Fibroblast growth factor-20 protects against dopamine neuron loss in vitro and provides functional protection in the 6-hydroxydopamine-lesioned rat model of Parkinson's disease

Abstract

Fibroblast growth factor-20 (FGF-20) has been shown to protect dopaminergic neurons against a range of toxic insults in vitro, through activation of fibroblast growth factor receptor 1 (FGFR1). This study set out to examine whether FGF-20 also displayed protective efficacy in the unilateral, 6-hydroxydopamine (6-OHDA) lesion rat model of Parkinson's disease. Initial studies demonstrated that, in embryonic ventral mesencephalic (VM) cultures, FGFR1 was expressed on tyrosine hydroxylase (TH)-positive neurons and that, in line with previous data, FGF-20 (100 and 500 ng/ml) almost completely protected these TH-positive neurons against 6-OHDA-induced toxicity.

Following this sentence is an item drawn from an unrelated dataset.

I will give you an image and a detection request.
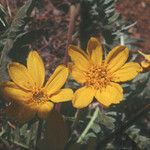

Co-localisation of FGFR1 and TH staining was also demonstrated in the substantia nigra pars compacta (SNpc) of naïve adult rat brain. In animals subject to 6-OHDA lesion of the nigrostriatal tract, supra-nigral infusion of FGF-20 (2.5 μg/day) for 6 days post-lesion gave significant protection (∼40%) against the loss of TH-positive cells in the SNpc and the loss of striatal TH immunoreactivity. This protection of the nigrostriatal tract was accompanied by a significant preservation of gross locomotion and fine motor movements and reversal of apomorphine-induced contraversive rotations, although forelimb akinesia, assessed using cylinder test reaching, was not improved. These results support a role for FGF-20 in preserving dopamine neuron integrity and some aspects of motor function in a rodent model of Parkinson's disease (PD) and imply a potential neuroprotective role for FGF-20 in this disease.